Artist YNGVE HOLEN Could Be Our Travel Agent
Berlin-based artist Yngve Holen opens his exhibition Original Spare Part at Stuart Shave / Modern Art in London. Holen’s work explores how industrial technologies—including those of commercial aviation, 3D printing, consumer appliances, and food production—impact daily life. Combining sculpture with various imaging techniques, the artist raises questions about replaceability, the consumer experience, and the ways in which production engineering are represented.
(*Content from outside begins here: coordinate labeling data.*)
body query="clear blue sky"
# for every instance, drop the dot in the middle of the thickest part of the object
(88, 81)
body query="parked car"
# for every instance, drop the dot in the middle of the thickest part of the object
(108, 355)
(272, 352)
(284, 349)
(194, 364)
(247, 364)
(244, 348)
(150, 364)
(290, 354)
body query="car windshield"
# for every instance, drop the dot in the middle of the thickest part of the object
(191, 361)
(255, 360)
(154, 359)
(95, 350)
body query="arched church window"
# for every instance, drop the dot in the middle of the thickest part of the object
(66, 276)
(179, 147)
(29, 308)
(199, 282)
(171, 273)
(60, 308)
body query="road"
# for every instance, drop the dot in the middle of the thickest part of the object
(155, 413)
Holen shows that digital technology is an extension of industrial manufacturing, and that, like the body itself, our experience of both is characterized by the possibility for enhancement and the risk of vulnerability.
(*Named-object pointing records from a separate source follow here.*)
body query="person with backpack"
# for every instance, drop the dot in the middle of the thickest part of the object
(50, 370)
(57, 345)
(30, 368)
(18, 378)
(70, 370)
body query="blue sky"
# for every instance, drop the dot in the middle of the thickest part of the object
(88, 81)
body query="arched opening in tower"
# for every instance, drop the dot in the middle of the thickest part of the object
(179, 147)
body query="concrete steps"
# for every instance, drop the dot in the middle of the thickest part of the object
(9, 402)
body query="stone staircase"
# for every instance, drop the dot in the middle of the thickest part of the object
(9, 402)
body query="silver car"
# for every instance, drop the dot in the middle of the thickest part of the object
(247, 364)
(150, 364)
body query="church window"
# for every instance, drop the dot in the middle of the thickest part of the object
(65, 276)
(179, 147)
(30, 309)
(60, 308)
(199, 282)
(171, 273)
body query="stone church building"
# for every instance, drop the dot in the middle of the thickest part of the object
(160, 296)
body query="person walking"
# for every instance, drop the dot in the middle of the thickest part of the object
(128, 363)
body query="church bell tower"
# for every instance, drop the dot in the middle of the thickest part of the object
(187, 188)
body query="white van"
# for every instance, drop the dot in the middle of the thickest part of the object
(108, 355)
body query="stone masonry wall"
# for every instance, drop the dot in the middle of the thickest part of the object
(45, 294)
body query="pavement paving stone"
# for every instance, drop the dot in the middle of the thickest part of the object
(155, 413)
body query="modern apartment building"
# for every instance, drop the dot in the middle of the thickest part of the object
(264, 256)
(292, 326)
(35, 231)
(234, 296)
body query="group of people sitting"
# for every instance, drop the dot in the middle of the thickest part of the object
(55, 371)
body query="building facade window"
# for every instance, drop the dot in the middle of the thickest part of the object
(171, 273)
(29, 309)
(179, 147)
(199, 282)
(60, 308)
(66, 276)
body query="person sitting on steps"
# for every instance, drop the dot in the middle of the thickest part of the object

For Original Spare Part, Holen presents a series of sculptures comprised of scale model airliners arranged beneath folds of plastic printed with thermographic images of an empty airline cabin. Sides of meat have been scanned and 3D printed. A video from POV footage recorded by the artist as a passenger onboard various flights is channelled on engraved HD screens.
If you’re not able to attend the exhibition in London, we recommend picking up a copy of ETOPS (2013), Holen’s parody inflight magazine, designed by Per Törnberg and published by Rogaland Kunstsenter, Stravanger, Norway. ETOPS is an aviation acronym that stands for “Extended range Twin Operations,” used to describe twin-engine aircrafts capable of traveling trans-Atlantic distances. ETOPS is also jokingly explained as “Engines Turn Or Passengers Swim.”